Descriptions, Reviews, Etc.
Publisher Description:
After the War of 1812, Americans belatedly realized that they lacked national identity. The subsequent campaign to articulate nationality transformed every facet of culture from architecture to painting, and in the realm of letters, literary jingoism embroiled American authors in the heated
politics of nationalism. The age demanded stirring images of U.S. virtue, often achieved by contriving myths and obscuring brutalities. Between these sanitized narratives of the nation and U.S. social reality lay a grotesque discontinuity: vehement conflicts over slavery, Indian removal,
immigration, and territorial expansion divided the country. Authors such as Washington Irving, James Fenimore Cooper, Catharine M. Sedgwick, William Gilmore Simms, Nathaniel Hawthorne, and Lydia Maria Child wrestled uneasily with the imperative to revise history to produce national fable.

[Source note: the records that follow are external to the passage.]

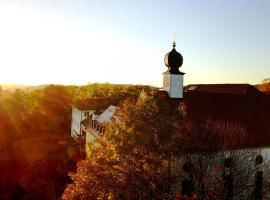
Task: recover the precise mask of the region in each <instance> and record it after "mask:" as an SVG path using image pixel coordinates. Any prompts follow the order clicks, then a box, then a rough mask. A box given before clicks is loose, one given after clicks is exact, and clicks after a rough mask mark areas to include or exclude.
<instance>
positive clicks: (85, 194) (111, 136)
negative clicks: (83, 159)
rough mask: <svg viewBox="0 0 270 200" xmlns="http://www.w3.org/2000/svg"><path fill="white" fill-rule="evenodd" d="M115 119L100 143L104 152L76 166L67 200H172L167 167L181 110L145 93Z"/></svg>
mask: <svg viewBox="0 0 270 200" xmlns="http://www.w3.org/2000/svg"><path fill="white" fill-rule="evenodd" d="M172 113H173V114H172ZM117 117H119V120H117V121H118V122H117V123H112V125H111V126H110V127H109V129H108V131H107V132H106V133H105V134H104V136H103V137H102V138H100V140H99V141H98V142H99V144H100V147H97V148H96V149H93V150H92V151H91V153H90V155H89V156H88V157H87V159H86V160H85V161H82V162H81V163H80V164H79V165H78V169H77V173H74V174H73V175H72V179H73V181H74V183H72V184H70V185H69V186H68V187H67V189H66V190H65V192H64V195H63V198H64V199H80V198H81V199H147V198H155V199H164V198H166V197H167V196H168V195H170V194H169V193H168V190H167V189H166V188H167V187H166V186H167V185H168V184H169V183H170V182H169V181H168V164H167V163H168V160H169V159H171V155H172V151H173V149H174V148H173V146H172V144H174V143H173V142H172V140H173V138H174V134H175V132H174V130H175V129H174V128H173V127H175V126H174V124H175V123H176V122H177V121H178V120H181V119H182V117H183V116H182V113H181V111H180V110H179V109H178V105H177V104H176V105H175V107H171V106H170V105H167V104H166V101H164V99H162V98H158V97H157V96H155V95H154V94H146V93H142V94H141V95H140V97H139V99H138V101H135V100H134V99H130V100H127V101H125V102H124V103H123V105H122V106H120V108H119V111H118V113H117ZM171 181H173V180H172V179H171Z"/></svg>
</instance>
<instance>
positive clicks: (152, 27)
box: [0, 0, 270, 86]
mask: <svg viewBox="0 0 270 200" xmlns="http://www.w3.org/2000/svg"><path fill="white" fill-rule="evenodd" d="M174 32H175V33H176V44H177V46H176V49H177V51H178V52H180V53H181V54H182V55H183V57H184V64H183V66H182V67H181V68H180V70H181V71H183V72H185V73H186V75H185V80H184V83H185V84H191V83H251V84H256V83H259V82H260V81H261V80H262V79H263V78H266V77H270V1H269V0H196V1H195V0H175V1H172V0H166V1H164V0H152V1H151V0H147V1H146V0H136V1H131V0H123V1H120V0H107V1H105V0H95V1H90V0H85V1H82V0H73V1H69V0H63V1H60V0H58V1H55V0H51V1H49V0H48V1H45V0H42V1H41V0H40V1H39V0H32V1H31V0H22V1H15V0H14V1H12V0H6V1H5V0H0V83H21V84H44V83H61V84H86V83H88V82H112V83H133V84H150V85H156V86H161V85H162V75H161V73H162V72H164V71H165V70H166V67H165V65H164V63H163V58H164V55H165V54H166V53H167V52H169V51H170V50H171V49H172V42H173V34H174Z"/></svg>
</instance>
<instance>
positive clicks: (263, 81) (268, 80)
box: [262, 78, 270, 84]
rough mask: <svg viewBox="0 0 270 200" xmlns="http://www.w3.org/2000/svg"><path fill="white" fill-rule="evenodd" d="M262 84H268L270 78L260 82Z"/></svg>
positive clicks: (266, 78) (267, 78)
mask: <svg viewBox="0 0 270 200" xmlns="http://www.w3.org/2000/svg"><path fill="white" fill-rule="evenodd" d="M262 83H263V84H270V78H265V79H263V80H262Z"/></svg>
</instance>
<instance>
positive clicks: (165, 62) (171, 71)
mask: <svg viewBox="0 0 270 200" xmlns="http://www.w3.org/2000/svg"><path fill="white" fill-rule="evenodd" d="M175 46H176V43H175V42H173V49H172V50H171V51H170V52H169V53H167V54H166V55H165V57H164V63H165V65H166V66H167V67H168V72H170V73H172V74H184V73H182V72H180V71H179V67H181V66H182V64H183V57H182V55H181V54H180V53H178V52H177V51H176V50H175Z"/></svg>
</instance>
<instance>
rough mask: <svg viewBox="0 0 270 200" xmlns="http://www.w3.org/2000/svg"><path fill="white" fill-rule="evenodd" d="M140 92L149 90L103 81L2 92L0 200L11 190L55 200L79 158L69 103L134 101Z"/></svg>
mask: <svg viewBox="0 0 270 200" xmlns="http://www.w3.org/2000/svg"><path fill="white" fill-rule="evenodd" d="M141 89H146V90H151V88H150V87H149V86H133V85H113V84H108V83H106V84H99V83H95V84H89V85H86V86H62V85H48V86H42V87H28V88H23V89H21V90H13V89H12V90H7V89H5V92H3V93H4V94H3V95H1V96H0V199H5V198H6V197H10V196H11V197H10V199H12V198H13V196H14V195H15V194H16V192H15V190H16V188H19V189H18V191H21V190H23V192H22V193H20V195H23V196H24V198H25V199H55V198H57V197H59V196H60V195H61V193H62V191H63V189H64V187H65V184H66V183H67V182H68V181H69V178H68V176H67V173H68V172H69V171H71V170H74V163H75V162H76V160H77V159H78V156H79V155H77V154H76V151H75V148H76V146H75V143H74V141H72V139H71V137H70V122H71V119H70V117H71V106H72V104H73V103H75V102H76V101H77V100H81V99H88V98H91V97H99V96H112V97H116V98H122V99H124V98H126V97H128V96H135V97H136V96H138V95H139V93H140V91H141ZM2 186H5V187H2ZM13 194H14V195H13ZM12 195H13V196H12ZM14 198H15V197H14ZM14 198H13V199H14ZM20 198H22V196H20V197H16V198H15V199H20Z"/></svg>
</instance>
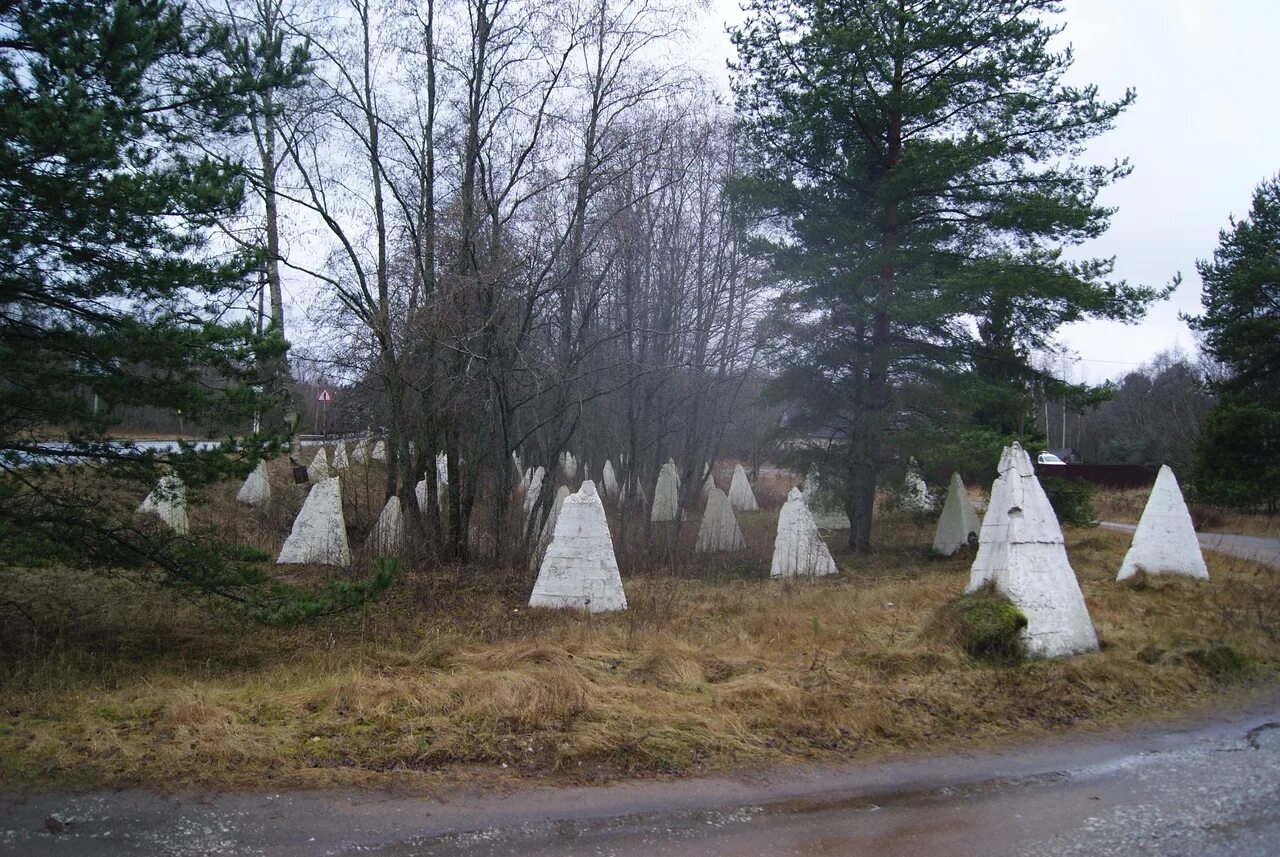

Counter-narratives by fugitive slaves, Native Americans, and defiant women subverted literary nationalism by exposing the plight of the unfree and dispossessed. And with them all, Edgar Allan Poe openly mocked literary nationalism and deplored the celebration of stupid books appealing to
provincial self-congratulation. More than any other author, he personifies the contrary, alien perspective that discerns the weird operations at work behind the facade of American nation-building.